- フリーアクセス
- 文献概要
- 1ページ目
ヒトの1日は平均して覚醒が16時間,睡眠が8時間からなるサイクルで繰り返されている.したがって,人生の約3分の1は眠っていることになる.この睡眠時間は本人にとっても周囲にとっても身体の状態を把握できないブラックボックスの時間帯である.呼吸は随意的に調節できる意識下の調節系と,睡眠中の呼吸のように呼吸中枢自体のリズムによって行われる無意識下の調節系の二重の調節系によって行われている.したがって,覚醒時には上位中枢による代償機序が働いているため異常所見を検出しづらいのに対し,睡眠中にはこの代償機序が低下するため呼吸中枢自体の異常を検出しやすくなる.

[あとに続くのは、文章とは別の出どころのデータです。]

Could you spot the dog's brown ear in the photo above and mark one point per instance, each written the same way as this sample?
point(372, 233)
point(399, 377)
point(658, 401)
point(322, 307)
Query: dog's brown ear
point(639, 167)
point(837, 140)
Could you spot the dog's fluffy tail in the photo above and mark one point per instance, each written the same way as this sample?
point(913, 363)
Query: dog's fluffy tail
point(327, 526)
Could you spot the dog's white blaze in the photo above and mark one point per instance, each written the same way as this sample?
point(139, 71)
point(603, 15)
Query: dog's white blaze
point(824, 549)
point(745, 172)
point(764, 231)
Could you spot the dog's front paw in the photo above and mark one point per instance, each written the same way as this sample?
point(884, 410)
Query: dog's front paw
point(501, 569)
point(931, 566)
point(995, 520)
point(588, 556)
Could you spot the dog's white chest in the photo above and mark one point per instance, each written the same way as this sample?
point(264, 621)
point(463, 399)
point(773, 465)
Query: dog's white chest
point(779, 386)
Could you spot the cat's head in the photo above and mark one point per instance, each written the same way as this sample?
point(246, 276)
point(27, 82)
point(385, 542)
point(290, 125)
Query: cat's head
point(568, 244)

睡眠中に呼吸異常を来す疾患として睡眠時無呼吸症候群(Sleep Apnea Syndrome;SAS)がある.2003年2月26日に起こった山陽新幹線運転手の居眠り運転事件は大きな事故に至らなかったものの,SASが社会的問題になった出来事として記憶に新しい.SASの頻度は欧米では男性で4%,女性で2%といわれており,重症例は働き盛りの40~50代の男性に多いとされている.わが国においても欧米に匹敵するSASがみられている.SASは決して珍しい疾患ではなく,私たちの周りに多くの隠れたSAS患者がいる.SASは肥満,高血圧,糖尿病,高脂血症などいわゆる生活習慣病との合併例が多く,睡眠中の無呼吸に伴う低酸素血症により,種々の重要臓器に障害をもたらすだけでなく,頻回な断眠により過眠,活動度の低下,認知機能の低下などの精神異常を来す.過眠による種々の事故やニアミスの原因になるとして,今や大きな社会問題にもなっている.こうした状況の中,わが国においても睡眠医療を専門とする診療科やクリニックが開設されるようになり,また医学部においても睡眠学を専門とする講座が開設されるなど,睡眠学,睡眠医療が急速に進歩しつつある.